Source: Baker & Hewitt (1977, futures) · Doug Lea, Concurrent Programming in Java · java.util.concurrent/CompletableFuture Category: Concurrency"Patterns for coordinating work across threads, cores, and machines." Prerequisite: senior.md


Table of Contents

  1. Introduction
  2. CompletableFuture Internals
  3. Structured Concurrency & Project Loom
  4. Memory Model and Visibility
  5. Performance
  6. Cross-Language Comparison
  7. Microbenchmark Anatomy
  8. Diagrams
  9. Related Topics

Introduction

Focus: How is it built, what does it cost at the instruction level, and how do the world's runtimes differ?

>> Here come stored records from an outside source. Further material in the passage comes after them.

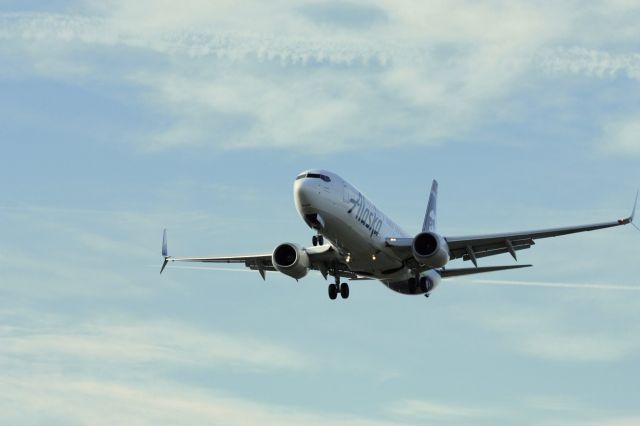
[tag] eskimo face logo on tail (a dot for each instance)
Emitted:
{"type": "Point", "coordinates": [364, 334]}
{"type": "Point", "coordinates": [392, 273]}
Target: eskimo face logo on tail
{"type": "Point", "coordinates": [366, 214]}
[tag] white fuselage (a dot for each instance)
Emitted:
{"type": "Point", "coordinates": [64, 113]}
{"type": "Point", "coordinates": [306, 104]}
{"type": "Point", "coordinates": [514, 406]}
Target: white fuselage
{"type": "Point", "coordinates": [352, 223]}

This level opens the box. We trace how CompletableFuture actually stores its dependents, why "async vs sync stage" is a dispatch decision and not a magic word, how the JMM publishes a result without a lock, and how four other ecosystems made fundamentally different design choices — most importantly Rust's lazy, poll-based Future versus the eager, push-based Future of Java/JS/Scala. The goal is to reason about Futures the way you reason about a data structure: states, transitions, memory layout, and costs.

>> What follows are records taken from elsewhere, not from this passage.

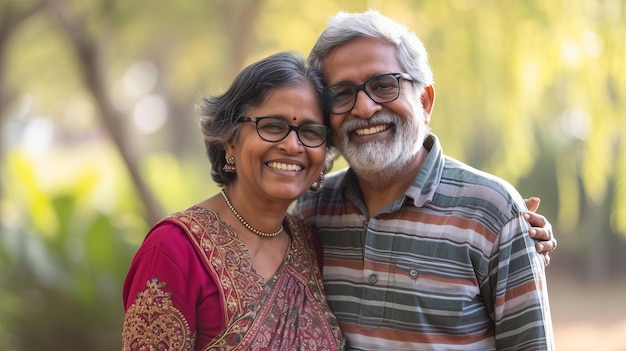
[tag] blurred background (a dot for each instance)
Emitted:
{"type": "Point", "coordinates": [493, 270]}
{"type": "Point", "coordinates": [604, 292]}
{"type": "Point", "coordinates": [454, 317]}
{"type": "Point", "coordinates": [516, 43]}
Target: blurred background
{"type": "Point", "coordinates": [99, 138]}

CompletableFuture Internals

The result field and the encoding

A CompletableFuture<T> holds a single volatile field, result:

  • null → still pending.
  • a non-null sentinel-wrapped value → completed normally. (A normal null result is stored as a special NIL token so null value ≠ pending.)
  • an AltResult wrapping a Throwablecompleted exceptionally.

Completion is a single CAS on result from null to the outcome. First writer wins; this is why complete returns boolean and the second caller gets false.

The completion stack (Treiber stack of dependents)

Each CompletableFuture also holds a volatile stack field — a lock-free Treiber stack of Completion nodes. Every dependent stage you attach (thenApply, thenCompose, …) pushes a Completion node:

  • If the source is already complete when you attach, the dependent fires immediately, inline on the attaching thread (this is why thenApply on a settled Future runs synchronously where you stand).
  • If the source is pending, the node is pushed onto stack. When the source completes, the completer pops and fires every node — either inline (sync stages) or by handing the node's task to an Executor (async stages).

This is the whole engine: a CAS'd result field plus a lock-free stack of continuations. No locks on the hot path.

flowchart TB subgraph CF["CompletableFuture"] R["result (volatile)\nnull | value | AltResult"] ST["stack (volatile)\nTreiber stack of Completion nodes"] end D1[thenApply node] --> ST D2[thenComposeAsync node] --> ST R -->|on complete: pop & fire| D1 R -->|async → executor| D2

Async vs sync stages = where the Completion runs

thenApply and thenApplyAsync build the same node; they differ only in the node's tryFire policy:

  • Sync (thenApply) → run the function on the thread that triggers the firing (the completer, or the attacher if already done).
  • Async (thenApplyAsync) → wrap the function as a task and submit it to the stage's Executor (explicit, or commonPool).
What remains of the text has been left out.